Has anyone had similar experiences, and if so, what can be done to prevent this from happening again?

 

Finally, I'd like to point out that CCleaner is only run manually, their are no scheduled tasks, and at has been a while since we ran it (usually once every two months).

 

Thanks.

[Winapp2.ini]

Which operation system was effected?

 

Where were the files located?

[Alan_B]

I think that CCleaner only uses the APIs that are incorporated within Windows for such things as defragging and wiping / erasing.

These APIs could be triggered by things other than CCleaner, such as malware or system crashes, errors, glitches, and memory errors.

High temperatures also cause malfunctions.

 

CCleaner would only designate the "kill zone" and launch the process if :-

the "kill zone" had been manually configured and

it was launched upon manual command or by a manually setup automatic, such as on startup or via Windows Scheduling service.

 

What were the exact drive and path details for these two folders,

and which folder was attacked at which time,

and how do you know to a precision of one minute the time of wiping ?

Do the system Event logs not show any significant events at these times ?

[login123]

Hi, Queenie1946. If this situation is at all "forensic" in nature, may I suggest that you send a pm to one of the site admins.

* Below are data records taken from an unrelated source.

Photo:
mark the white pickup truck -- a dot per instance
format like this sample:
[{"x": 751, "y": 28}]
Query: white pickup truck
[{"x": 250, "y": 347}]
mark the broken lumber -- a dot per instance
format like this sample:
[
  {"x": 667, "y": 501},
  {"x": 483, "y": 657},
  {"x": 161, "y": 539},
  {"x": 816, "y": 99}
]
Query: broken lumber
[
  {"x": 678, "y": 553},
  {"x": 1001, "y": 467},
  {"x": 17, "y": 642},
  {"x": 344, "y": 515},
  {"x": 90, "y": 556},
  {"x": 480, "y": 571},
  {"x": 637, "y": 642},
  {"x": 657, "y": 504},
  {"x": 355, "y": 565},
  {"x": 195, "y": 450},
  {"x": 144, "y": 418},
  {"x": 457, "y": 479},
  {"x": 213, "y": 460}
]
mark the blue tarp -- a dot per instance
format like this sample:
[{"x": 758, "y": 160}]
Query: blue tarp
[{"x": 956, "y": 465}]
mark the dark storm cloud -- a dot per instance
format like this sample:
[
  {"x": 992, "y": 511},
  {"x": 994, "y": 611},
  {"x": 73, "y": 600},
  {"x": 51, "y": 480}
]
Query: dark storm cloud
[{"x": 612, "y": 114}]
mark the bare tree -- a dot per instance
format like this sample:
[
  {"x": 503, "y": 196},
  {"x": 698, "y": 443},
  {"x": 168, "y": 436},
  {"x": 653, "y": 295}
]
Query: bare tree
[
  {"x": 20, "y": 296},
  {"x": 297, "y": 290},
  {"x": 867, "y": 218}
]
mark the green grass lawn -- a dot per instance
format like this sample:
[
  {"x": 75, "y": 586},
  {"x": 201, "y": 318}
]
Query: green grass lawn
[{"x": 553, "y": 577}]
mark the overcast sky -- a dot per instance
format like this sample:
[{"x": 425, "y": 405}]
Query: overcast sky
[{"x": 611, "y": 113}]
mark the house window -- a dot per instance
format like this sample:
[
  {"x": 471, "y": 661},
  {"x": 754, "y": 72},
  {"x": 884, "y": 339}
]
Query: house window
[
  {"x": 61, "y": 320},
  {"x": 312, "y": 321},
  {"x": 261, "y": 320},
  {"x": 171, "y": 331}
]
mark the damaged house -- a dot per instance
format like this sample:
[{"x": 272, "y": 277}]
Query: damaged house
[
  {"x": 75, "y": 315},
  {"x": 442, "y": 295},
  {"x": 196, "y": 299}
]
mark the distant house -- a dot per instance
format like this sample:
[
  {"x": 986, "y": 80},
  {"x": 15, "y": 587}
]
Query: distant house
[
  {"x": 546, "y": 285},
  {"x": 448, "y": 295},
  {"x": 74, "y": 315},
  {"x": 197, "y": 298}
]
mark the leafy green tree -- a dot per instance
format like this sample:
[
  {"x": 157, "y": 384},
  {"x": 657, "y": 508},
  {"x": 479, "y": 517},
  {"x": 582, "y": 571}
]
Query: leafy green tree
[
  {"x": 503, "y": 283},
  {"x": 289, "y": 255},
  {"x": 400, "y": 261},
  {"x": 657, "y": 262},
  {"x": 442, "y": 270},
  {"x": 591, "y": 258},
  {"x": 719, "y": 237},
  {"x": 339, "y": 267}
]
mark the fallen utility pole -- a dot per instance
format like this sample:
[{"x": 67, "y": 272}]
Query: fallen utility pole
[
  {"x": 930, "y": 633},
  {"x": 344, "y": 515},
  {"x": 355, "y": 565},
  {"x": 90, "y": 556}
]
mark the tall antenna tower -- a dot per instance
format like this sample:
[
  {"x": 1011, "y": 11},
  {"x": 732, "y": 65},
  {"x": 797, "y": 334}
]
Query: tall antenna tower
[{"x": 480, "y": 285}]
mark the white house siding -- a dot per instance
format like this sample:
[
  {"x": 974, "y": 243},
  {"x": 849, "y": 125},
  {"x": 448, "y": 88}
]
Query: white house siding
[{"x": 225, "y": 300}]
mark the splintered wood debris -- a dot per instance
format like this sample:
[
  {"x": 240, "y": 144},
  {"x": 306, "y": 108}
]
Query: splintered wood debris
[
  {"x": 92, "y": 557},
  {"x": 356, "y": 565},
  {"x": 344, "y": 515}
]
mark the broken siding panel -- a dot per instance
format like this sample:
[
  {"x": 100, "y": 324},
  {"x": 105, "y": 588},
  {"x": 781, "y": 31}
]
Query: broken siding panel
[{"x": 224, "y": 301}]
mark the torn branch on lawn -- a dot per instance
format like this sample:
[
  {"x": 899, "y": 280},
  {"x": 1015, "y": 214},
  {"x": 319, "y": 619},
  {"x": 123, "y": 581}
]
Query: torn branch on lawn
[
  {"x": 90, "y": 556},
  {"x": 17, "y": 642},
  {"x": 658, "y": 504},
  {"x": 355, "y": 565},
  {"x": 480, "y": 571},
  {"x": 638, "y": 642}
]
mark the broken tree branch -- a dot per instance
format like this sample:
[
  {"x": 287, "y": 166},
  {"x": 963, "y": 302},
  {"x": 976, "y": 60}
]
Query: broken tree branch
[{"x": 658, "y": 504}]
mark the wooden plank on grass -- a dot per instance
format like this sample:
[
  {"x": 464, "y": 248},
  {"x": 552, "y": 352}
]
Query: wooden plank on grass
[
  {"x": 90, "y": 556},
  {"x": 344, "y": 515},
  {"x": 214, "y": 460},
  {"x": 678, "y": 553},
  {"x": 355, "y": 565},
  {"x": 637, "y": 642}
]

They can help more than members or even moderators, who are volunteers. Not cutting you short, just a suggestion.

 

See also this thread, close in time to your event: http://forum.pirifor...showtopic=33804

 

If it is instead a case of losing some personal files, please forgive my intrusion.

[Guest Keatah]

I think that CCleaner only uses the APIs that are incorporated within Windows for such things as defragging and wiping / erasing.

These APIs could be triggered by things other than CCleaner, such as malware or system crashes, errors, glitches, and memory errors.

 

What sort of defragging operations does CCleaner do?

[Alan_B]

 

What sort of defragging operations does CCleaner do?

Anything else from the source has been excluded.